Public input helps KU shape new master plan

A new plan taking shape at Kansas University will point the way toward 2015 and beyond, said plan organizers.

Three key areas for the university will be given attention in KU’s Initiative 2015 plan, which is currently receiving input from stakeholders.

KU intends to focus its goals on teaching and learning, discovering and innovating, and working for Kansas.

Danny Anderson, vice provost for academic affairs, is helping organize the teaching and learning recommendations on the Lawrence campus.

That portion of the plan aims to, in part, determine what the university wants to see in its students and its graduates.

For example, the plan calls for potential students to be evaluated on a number of criteria, including leadership ability, creativity and understanding in conducting research, and global awareness and breadth of thinking. It also seeks to improve the undergraduate research experience.

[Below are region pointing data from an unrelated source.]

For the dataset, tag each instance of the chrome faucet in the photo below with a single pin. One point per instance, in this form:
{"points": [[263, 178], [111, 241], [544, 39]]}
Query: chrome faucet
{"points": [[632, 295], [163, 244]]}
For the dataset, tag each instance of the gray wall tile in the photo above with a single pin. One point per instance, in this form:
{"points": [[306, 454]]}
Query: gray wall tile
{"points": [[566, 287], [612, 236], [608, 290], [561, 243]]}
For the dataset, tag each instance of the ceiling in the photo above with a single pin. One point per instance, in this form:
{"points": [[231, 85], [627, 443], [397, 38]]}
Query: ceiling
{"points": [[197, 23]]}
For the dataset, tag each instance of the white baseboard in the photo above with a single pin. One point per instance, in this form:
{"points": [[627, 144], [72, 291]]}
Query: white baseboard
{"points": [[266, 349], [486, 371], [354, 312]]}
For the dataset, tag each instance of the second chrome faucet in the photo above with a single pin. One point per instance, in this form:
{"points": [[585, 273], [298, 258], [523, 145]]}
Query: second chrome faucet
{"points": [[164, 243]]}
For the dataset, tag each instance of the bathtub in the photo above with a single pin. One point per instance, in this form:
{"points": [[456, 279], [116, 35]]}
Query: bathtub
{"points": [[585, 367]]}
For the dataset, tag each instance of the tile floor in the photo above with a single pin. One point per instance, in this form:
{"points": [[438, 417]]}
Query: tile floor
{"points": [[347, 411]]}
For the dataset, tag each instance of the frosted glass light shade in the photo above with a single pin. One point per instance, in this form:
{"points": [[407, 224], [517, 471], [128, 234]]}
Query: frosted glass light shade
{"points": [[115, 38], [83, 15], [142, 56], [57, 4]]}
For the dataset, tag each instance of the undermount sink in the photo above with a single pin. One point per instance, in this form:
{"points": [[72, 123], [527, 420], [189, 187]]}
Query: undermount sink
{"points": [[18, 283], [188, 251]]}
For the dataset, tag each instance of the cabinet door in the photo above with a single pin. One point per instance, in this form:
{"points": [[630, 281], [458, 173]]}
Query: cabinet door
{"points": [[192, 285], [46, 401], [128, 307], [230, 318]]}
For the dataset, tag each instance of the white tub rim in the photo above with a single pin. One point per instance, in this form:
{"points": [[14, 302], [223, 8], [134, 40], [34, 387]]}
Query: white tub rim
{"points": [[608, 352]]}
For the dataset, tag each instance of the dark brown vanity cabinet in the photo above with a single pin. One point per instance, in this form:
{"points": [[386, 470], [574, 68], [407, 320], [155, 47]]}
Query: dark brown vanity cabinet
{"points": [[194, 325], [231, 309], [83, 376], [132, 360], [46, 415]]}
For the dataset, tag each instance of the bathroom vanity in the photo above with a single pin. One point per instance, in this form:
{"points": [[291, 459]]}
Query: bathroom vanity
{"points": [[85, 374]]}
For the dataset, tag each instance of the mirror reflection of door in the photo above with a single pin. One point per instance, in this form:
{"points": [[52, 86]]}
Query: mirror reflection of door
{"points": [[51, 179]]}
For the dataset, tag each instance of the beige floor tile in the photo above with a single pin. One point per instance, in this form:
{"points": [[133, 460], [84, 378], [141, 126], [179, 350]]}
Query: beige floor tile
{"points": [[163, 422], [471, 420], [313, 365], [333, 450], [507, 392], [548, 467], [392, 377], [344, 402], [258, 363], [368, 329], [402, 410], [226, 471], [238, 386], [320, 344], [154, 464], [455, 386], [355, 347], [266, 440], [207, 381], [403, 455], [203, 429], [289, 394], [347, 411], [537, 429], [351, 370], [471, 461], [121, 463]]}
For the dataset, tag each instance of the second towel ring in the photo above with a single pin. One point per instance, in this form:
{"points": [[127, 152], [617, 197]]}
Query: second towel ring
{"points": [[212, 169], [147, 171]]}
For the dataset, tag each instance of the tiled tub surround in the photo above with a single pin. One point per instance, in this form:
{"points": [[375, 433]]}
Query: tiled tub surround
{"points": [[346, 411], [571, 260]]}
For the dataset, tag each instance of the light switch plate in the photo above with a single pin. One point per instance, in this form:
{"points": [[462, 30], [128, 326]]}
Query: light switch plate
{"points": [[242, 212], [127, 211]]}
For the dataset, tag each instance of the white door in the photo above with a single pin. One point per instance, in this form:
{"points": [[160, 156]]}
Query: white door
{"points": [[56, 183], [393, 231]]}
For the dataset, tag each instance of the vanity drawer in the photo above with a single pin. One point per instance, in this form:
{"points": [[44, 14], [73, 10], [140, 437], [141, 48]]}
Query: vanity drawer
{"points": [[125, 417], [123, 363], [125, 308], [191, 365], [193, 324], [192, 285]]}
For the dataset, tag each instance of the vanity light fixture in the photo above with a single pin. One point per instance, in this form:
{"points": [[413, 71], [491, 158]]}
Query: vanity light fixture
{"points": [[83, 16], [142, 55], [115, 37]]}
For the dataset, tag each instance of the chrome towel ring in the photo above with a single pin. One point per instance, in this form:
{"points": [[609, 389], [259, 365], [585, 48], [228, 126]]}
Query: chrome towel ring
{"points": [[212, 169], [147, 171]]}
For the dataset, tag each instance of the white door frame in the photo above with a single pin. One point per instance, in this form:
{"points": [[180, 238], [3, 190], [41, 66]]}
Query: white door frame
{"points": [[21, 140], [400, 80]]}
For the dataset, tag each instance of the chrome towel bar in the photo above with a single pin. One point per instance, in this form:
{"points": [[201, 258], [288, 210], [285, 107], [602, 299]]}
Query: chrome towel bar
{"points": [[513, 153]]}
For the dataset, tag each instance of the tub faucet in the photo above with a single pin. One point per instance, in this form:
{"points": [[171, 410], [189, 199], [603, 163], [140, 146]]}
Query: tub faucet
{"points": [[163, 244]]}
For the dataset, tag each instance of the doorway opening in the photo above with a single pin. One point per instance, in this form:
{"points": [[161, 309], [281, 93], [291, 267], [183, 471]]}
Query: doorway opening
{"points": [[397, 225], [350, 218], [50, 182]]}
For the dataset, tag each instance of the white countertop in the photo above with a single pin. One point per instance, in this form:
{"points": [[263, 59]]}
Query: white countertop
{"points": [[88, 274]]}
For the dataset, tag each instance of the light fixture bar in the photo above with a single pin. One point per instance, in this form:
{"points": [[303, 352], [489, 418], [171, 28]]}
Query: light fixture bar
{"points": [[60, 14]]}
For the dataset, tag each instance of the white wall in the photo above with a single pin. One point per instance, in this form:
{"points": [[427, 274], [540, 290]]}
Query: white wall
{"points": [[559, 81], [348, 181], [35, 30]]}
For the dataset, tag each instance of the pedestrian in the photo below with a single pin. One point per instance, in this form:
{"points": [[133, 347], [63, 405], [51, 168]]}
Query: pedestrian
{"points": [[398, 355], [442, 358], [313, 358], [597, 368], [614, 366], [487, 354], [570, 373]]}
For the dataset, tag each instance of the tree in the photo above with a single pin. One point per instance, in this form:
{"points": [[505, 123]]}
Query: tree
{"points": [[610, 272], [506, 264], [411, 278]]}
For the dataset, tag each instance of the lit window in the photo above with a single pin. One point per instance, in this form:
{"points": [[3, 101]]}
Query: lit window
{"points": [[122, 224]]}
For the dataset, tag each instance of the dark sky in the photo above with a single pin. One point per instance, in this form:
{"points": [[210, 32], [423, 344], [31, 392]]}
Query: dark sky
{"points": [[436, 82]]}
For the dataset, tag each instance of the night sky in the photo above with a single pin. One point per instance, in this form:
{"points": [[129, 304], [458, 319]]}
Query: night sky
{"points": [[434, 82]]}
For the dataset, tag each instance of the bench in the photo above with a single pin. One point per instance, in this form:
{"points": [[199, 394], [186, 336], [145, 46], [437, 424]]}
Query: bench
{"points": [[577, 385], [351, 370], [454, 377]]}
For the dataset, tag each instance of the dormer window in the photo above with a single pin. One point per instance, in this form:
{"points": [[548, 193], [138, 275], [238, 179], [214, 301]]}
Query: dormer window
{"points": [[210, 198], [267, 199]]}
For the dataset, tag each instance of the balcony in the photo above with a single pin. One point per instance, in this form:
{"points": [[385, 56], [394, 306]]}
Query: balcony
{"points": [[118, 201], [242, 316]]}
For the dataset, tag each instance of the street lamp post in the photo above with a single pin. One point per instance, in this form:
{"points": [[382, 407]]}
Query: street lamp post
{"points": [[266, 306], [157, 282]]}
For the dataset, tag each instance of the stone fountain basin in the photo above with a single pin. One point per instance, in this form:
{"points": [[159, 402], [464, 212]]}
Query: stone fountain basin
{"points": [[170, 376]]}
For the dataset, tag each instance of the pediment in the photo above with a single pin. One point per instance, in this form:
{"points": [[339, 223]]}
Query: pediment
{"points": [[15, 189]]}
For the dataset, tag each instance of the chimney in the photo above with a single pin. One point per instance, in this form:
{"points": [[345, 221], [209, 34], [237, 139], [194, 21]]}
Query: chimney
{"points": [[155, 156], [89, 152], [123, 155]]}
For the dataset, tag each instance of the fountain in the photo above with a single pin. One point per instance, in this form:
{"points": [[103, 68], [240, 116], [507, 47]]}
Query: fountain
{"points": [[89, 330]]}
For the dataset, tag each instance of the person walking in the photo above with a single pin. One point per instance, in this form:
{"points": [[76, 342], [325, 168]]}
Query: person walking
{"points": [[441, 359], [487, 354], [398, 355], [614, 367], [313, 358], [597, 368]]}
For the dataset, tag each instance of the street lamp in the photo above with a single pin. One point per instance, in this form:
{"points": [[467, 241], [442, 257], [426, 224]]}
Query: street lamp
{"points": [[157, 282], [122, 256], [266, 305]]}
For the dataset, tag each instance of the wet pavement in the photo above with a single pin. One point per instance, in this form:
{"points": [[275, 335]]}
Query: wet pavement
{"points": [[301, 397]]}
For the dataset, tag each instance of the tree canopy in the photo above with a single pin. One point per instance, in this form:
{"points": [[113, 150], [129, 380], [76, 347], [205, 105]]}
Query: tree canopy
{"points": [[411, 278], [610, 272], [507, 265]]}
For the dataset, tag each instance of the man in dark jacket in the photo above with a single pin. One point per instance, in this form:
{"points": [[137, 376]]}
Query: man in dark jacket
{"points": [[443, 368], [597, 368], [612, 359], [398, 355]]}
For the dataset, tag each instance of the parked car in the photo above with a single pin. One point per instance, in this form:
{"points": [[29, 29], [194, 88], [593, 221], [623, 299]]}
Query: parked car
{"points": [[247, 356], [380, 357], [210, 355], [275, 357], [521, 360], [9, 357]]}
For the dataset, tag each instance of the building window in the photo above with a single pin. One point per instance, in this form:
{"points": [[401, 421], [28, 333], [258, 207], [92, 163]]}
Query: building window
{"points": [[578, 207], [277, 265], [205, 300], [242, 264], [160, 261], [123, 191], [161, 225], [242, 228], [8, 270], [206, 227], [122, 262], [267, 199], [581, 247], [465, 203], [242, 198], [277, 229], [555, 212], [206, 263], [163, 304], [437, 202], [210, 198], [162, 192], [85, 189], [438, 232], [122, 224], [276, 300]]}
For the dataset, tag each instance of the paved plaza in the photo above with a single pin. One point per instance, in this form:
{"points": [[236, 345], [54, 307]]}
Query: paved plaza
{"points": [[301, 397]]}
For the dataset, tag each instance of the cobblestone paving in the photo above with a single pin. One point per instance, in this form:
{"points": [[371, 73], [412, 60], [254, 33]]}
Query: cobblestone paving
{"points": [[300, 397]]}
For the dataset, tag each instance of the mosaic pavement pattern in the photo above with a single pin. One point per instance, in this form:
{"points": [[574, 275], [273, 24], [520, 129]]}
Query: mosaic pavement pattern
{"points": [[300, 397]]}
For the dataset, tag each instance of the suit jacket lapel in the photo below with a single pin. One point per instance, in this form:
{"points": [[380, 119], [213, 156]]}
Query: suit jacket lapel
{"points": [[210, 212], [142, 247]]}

KU has sought to gain tighter control of its admissions standards, should the Board of Regents get control of setting the standards from the Legislature.

The plan is seeking to prioritize goals for the university, and to ensure a quality education is received by everyone who attends, Anderson said. Specific projects and programs will be designed later to meet these goals, he said.

Anyone wishing to view and comment on the recommendations outlined in the teaching and learning portion of the plan may do so online at chancellor.ku.edu/2015/tl/comments. Comments will be accepted through today. A link providing an opportunity to review and comment on the plan as a whole is also available at that site.

Steve Warren, vice provost for research and graduate studies, is helping organize the discovering and innovating area of the plan.

Goals identified there center on things like improving the research infrastructure at KU, expanding communication efforts with the public, and expanding collaboration within and between KU’s two major campuses.

The third portion of the plan includes two major recommendations to help increase the university’s service to the state — instituting a reward system to encourage and recognize contributions to the state, and supporting an entity that would coordinate outreach activities.

The Initiative 2015 plan is still in its developing stages. Organizers said they hope to have it completed by the end of the current academic semester.

Warren said the timing was right as KU conducts its search for a new leader.

“I would think that this document, as it’s being developed, would be extraordinarily useful to a new chancellor,” he said.

Warren said that it was important for the university to continue to move forward even in tight budget times.

“You can’t freeze up and try to retreat,” he said.

In many ways, he said, the formation of a plan now will be more useful with the budgetary realities the university is facing.

“If you’d have made a plan a year ago, you might have made a plan that would have maybe been irrelevant in some areas,” Warren said.